Dia tidak mengatakannya pada Lin, tapi pada Xiao Lin. Dia menghormati Xiao Lin sebagai saudari iparnya, tapi bukan berarti dia akan selalu mengizinkannya melindungi keluarganya.
Tentu saja, alasan utamanya adalah sikap Xiaolin baru-baru ini terhadap Wang. Wang meminta Xiao Lin pergi kencan buta karena dia ingin Xiaolin menikah lagi.
Dia memberikan waktu pada Xiao Lin untuk mengurusnya, tetapi Xiao Lin masih sering keluar akhir-akhir ini, dan dia juga berpakaian sangat indah. Artinya, dia juga sudah berpikir untuk menikah lagi.

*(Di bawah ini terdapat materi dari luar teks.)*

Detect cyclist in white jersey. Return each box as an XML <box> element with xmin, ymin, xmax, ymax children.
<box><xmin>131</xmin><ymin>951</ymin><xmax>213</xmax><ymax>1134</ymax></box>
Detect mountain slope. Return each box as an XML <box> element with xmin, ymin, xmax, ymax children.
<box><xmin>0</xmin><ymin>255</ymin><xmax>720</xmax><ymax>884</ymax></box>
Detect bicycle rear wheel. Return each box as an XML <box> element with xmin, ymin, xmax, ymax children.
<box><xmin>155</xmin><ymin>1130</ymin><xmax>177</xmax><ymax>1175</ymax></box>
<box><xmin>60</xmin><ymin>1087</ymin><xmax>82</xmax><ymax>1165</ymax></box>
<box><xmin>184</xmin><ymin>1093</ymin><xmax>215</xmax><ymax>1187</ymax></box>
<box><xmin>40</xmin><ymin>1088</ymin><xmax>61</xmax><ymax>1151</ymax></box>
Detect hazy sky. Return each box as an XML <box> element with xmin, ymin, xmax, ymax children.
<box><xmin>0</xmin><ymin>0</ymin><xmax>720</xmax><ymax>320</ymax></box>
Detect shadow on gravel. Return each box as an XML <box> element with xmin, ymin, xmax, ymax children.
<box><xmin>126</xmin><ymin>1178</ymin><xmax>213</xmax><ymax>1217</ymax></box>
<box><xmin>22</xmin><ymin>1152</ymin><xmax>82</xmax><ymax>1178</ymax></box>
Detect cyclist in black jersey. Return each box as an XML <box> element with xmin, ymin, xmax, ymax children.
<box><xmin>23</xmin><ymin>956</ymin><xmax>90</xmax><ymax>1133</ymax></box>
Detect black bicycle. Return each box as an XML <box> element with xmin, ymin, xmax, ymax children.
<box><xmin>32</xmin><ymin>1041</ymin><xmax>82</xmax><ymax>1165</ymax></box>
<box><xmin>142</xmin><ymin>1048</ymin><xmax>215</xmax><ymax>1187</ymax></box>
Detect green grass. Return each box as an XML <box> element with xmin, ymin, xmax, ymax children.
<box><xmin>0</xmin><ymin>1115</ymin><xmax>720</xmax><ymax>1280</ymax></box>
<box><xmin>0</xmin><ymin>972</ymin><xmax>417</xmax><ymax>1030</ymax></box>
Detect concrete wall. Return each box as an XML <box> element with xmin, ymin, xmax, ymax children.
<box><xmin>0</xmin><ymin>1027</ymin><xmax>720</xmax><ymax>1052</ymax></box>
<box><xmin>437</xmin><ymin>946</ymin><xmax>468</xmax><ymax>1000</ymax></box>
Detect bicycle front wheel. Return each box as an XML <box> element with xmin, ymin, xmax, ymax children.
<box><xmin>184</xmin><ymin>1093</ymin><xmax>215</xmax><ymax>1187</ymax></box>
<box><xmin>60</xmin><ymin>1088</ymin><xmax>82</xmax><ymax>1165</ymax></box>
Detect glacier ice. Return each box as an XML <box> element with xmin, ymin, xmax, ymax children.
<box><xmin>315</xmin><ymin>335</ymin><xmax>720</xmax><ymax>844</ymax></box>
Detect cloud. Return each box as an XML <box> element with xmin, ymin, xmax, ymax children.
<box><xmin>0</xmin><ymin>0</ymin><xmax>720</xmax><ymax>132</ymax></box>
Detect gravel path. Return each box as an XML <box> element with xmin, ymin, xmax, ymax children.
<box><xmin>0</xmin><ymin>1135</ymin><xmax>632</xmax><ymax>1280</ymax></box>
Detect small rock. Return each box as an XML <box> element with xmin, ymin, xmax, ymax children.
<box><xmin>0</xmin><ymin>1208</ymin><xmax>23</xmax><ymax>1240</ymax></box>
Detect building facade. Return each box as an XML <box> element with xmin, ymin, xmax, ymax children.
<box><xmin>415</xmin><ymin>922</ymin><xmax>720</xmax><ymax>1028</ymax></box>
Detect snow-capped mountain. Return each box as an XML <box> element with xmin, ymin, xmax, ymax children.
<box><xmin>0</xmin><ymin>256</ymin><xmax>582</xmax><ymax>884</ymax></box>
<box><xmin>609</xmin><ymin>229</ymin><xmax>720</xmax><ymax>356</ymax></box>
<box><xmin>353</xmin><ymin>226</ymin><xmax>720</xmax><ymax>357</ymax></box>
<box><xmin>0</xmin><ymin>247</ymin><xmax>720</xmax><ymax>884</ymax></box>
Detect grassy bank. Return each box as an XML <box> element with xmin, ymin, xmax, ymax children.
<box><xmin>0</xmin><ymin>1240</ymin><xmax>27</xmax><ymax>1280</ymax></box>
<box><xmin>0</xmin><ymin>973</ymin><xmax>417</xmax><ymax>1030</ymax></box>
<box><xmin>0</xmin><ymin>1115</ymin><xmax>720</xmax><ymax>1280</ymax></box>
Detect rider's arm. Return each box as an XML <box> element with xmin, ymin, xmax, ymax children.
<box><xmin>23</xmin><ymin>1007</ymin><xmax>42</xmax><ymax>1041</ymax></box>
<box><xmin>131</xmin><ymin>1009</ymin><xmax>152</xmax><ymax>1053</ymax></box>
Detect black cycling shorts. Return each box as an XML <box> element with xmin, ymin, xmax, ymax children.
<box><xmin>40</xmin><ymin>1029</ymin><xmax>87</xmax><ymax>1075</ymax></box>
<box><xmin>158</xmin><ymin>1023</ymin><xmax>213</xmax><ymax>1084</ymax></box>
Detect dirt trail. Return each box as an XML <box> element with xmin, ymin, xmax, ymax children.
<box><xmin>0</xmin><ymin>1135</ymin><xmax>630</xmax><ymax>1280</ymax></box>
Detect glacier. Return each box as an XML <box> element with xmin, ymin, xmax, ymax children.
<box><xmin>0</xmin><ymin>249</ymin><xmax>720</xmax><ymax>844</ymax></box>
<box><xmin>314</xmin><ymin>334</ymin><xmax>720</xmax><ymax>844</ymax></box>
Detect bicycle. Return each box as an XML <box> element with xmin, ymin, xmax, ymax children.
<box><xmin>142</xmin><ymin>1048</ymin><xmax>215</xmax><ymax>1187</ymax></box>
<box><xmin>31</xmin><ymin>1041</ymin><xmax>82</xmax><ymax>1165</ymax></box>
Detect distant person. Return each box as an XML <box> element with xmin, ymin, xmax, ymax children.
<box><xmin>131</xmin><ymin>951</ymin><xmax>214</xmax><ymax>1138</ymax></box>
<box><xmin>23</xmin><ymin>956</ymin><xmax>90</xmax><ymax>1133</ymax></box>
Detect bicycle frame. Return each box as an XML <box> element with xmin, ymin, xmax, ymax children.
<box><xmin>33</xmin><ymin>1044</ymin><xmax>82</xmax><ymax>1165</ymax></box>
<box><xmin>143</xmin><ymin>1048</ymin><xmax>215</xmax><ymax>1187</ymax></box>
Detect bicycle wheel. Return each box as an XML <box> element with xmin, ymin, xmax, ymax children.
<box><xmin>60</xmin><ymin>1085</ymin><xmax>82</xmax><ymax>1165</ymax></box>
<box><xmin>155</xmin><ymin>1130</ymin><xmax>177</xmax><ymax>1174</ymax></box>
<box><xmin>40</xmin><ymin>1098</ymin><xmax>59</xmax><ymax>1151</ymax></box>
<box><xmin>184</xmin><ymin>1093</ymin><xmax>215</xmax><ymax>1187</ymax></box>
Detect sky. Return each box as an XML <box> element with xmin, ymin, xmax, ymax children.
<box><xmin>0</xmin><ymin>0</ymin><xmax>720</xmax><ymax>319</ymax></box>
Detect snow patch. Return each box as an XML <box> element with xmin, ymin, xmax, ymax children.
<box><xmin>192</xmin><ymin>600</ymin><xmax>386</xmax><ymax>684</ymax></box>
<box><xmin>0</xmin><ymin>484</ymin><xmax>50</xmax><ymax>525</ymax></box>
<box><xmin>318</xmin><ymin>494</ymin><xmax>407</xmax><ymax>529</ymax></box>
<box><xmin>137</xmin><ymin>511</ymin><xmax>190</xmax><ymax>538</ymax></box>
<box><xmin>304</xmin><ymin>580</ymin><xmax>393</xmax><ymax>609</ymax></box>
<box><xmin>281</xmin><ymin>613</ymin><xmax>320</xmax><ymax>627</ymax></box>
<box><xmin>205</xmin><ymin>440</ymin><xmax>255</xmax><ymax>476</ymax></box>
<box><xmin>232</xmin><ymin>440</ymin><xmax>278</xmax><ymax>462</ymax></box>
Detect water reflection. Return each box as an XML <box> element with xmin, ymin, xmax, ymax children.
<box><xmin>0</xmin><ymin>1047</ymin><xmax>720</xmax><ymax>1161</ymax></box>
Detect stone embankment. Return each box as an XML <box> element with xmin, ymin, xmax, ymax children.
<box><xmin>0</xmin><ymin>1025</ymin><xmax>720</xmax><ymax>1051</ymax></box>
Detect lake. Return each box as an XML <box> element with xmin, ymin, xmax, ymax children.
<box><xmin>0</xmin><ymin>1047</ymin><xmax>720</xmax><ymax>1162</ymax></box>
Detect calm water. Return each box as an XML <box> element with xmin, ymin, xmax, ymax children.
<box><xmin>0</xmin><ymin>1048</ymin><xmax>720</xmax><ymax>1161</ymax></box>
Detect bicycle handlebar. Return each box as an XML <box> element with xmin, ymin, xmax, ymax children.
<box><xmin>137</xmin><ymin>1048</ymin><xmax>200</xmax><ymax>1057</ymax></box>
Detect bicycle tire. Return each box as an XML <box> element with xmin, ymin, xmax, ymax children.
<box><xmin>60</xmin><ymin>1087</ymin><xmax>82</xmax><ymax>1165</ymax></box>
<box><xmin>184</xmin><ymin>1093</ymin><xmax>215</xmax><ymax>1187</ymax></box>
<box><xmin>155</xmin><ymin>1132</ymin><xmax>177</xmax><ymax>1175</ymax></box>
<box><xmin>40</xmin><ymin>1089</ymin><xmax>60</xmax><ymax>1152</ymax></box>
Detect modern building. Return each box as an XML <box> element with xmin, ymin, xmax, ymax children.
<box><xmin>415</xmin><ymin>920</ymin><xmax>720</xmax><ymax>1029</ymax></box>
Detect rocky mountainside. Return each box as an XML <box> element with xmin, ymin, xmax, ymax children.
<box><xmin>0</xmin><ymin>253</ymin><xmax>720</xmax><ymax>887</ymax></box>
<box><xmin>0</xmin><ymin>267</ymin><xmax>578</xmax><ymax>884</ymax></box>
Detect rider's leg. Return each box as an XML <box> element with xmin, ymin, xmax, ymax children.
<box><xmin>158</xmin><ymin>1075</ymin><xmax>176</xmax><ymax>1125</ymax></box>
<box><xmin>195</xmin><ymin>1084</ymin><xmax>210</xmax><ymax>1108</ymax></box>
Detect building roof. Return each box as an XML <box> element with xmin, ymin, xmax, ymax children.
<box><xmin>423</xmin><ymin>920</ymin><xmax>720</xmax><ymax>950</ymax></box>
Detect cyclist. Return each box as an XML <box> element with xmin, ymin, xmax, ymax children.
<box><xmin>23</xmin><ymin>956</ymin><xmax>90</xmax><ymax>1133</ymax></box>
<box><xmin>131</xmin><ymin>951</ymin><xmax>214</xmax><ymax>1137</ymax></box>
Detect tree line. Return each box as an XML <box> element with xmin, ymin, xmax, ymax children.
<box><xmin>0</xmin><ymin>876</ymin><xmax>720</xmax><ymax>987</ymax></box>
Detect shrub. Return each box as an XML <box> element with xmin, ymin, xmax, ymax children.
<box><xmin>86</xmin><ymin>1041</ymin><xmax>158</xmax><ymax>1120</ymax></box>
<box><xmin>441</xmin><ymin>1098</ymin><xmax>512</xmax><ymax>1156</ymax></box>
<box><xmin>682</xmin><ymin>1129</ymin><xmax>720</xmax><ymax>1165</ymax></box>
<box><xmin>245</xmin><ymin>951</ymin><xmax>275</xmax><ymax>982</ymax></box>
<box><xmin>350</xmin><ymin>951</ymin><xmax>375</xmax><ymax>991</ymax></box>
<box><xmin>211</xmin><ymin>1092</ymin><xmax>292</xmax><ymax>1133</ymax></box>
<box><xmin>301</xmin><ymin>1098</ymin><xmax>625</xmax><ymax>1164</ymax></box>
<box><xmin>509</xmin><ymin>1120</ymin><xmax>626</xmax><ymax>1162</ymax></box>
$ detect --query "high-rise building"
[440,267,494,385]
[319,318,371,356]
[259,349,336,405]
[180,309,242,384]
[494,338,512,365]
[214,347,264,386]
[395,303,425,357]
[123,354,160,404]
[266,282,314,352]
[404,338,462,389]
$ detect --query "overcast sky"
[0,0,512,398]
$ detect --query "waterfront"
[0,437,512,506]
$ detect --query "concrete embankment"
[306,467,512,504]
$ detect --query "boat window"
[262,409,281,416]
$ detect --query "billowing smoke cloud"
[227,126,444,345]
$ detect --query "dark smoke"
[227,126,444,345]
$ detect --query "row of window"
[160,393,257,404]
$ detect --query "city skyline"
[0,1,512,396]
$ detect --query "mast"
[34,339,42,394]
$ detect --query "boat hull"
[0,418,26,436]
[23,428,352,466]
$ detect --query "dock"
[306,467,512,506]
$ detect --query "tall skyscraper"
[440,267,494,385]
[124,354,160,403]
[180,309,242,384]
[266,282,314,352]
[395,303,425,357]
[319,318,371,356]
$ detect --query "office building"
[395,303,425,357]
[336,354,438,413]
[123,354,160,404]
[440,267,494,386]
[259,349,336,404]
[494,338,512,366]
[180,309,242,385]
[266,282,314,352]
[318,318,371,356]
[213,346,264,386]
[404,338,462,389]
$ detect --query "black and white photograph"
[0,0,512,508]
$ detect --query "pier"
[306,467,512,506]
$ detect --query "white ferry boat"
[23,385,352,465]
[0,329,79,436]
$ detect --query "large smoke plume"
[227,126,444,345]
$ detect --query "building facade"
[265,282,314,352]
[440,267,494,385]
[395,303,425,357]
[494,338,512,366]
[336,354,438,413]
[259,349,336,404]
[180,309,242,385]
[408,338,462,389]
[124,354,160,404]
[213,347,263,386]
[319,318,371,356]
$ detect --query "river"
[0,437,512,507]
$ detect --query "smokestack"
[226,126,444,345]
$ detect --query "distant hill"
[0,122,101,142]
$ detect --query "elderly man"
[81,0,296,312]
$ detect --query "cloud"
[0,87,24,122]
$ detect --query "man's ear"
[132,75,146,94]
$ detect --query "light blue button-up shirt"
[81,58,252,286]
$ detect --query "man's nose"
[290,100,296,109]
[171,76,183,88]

Li shi telah menjadi janda selama puluhan tahun, dan ketika dia melihat Lin tahu apa yang harus dilakukan. Dia tidak menghalanginya, dan itu berarti menghormati keputusannya.
Pei Yuwen tidak memaksa Xiaolin menjadi janda. Hanya saja, Xiao Lin melakukan kencan buta untuk menikah lagi, yang dia tidak mengerti. Apakah dia begitu ingin menikah?
Xiao Lin memperhatikan bahwa sikap Pei Yuwen terhadapnya agak berbeda. Dia tidak mengerti alasannya, dan hanya mengira, itu karena Pei Yuwen marah pada Wang, jadi dia juga marah padanya.
Tidak lama kemudian, Pei Yuwen datang ke pintu rumah Lin dengan membawa hadiah. Dia tahu bahwa Lin Chengfeng sedang beristirahat di rumah baru-baru ini, jadi ketiga anggota keluarga Lin ada di sini hari ini. Tapi yang tidak dia duga, ada tamu lain di keluarga Lin. Tamu itu tidak lain adalah rombongan yang dikirim oleh keluarga Yao.
“Bu, menantu perempuanku berbakti, dan mengirim seseorang untuk membawa kami ke ibu kota untuk menikmati berkah. Mengapa ibu tidak pergi?”
Ketika Pei Yuwen tiba, dia kebetulan melihat Wang berdiri di halaman untuk membujuk Hua. Hua Shi memetik sayuran tanpa mengangkat kelopak matanya.
“Jika kamu ingin pergi, pergilah sendiri. Aku terlalu tua untuk menjalani kehidupan yang mewah dan kaya.”